Interest-Bearing Trust Accounts

The Real Estate and Business Brokers Act, 2002 (the “Act”), which came into force on March 31, 2006, contained new provisions regarding any interest generated on money held in trust by a brokerage.

Under Subsection 27 (1) of the Act, brokerages are required to deposit “all money that comes into the brokerage’s hands in trust for other persons in connection with the brokerage’s business” into a designated trust account. Sec. 27(2) and (3) further state:

27. (2) Brokerages shall fully and clearly disclose in writing to a person depositing trust money the terms on which the brokerage deposits the money, including whether the money is deposited in an interest bearing account and the interest rate that the brokerage receives on the money.

(3) Unless otherwise provided by contract, all interest on the trust money referred to in Subsection (1) shall be paid to the beneficial owner of the trust money.

Consistent with Subsection 27 (2), brokerage’s must disclose to clients and customers in writing whether their money is being deposited in an interest bearing account and what interest rate the brokerage is receiving on the money.

With respect to disclosure of the interest rate, Sec. 16 of Ontario Regulation 567/05 (GEN) made under the Act further states:

16. A brokerage that complies with section 27 of the Act through a variable interest rate account shall, on the request of a person for whom money is held in trust, inform the person of the current interest rate.

Subsection 27(3) means that unless a client or customer has agreed through contract to other arrangements, the interest received on the money shall be paid to the beneficial owner of the trust money. In a normal transaction, the beneficial owner of the trust money would be the buyer until the closing date of the transaction at which point the beneficial owner would normally be the seller.

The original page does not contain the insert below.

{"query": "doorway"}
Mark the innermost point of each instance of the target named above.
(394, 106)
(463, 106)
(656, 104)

In order to comply with the above sections of the Act and its regulations, brokerages should endeavour to ensure that the interest conditions associated with trust accounts are clearly disclosed to persons depositing money with the brokerage. Furthermore, the clearer contracts are about what happens to trust account interest, the less likely there are to be disputes between the brokerage and clients and customers about what happens to interest associated with trust deposits.

Please Note: It is not enough for a contract to state that a person will receive a particular interest rate related to their trust deposit. Contractual agreement to a specific interest payment in the absence of disclosure regarding the interest rate the brokerage’s account generates would not comply fully with Sec. 27 requirements.

The brokerage has to provide written disclosure of the interest rate the brokerage’s account generates. If there is a difference between the interest generated by the account and the interest paid by the brokerage to the beneficial owner of the trust money, then the brokerage needs to both disclose the account interest rate and obtain contractual consent to the difference in the interest the account generates and the interest the brokerage pays out with the deposit.

If for example, a brokerage’s trust account generates 3% interest annually and the brokerage intended to pay out 2% interest on a particular trust deposit, then the 3% interest rate must be disclosed and the client or customer must contractually agreed to the 2% payment.

If the brokerage has trust deposits placed in an account with a variable interest rate, it would be acceptable for the brokerage to disclose to a client or customer that the trust money is placed in an account with a variable rate (i.e. prime plus 1%) which is currently generating 4% interest. The brokerage would then need to have the client or customer’s contractual consent to the interest paid, for example 4%.

If the brokerage has its trust monies placed in an interest bearing account and cannot reach contractual agreement with a client or customer regarding the payment of interest on a particular trust deposit, then all of the interest that accrues to that particular deposit must be paid to the beneficial owner of the trust money. In a normal transaction, the brokerage would be required to forward an interest payment to the buyer at closing or disperse the interest in accordance with the buyer’s instructions.

Please note that there is no obligation under Sec. 27 of the Act for brokerages to place trust money in an interest bearing account. Brokerages, however, are required by the section to disclose in writing to clients and customers what interest terms apply to the brokerage’s account.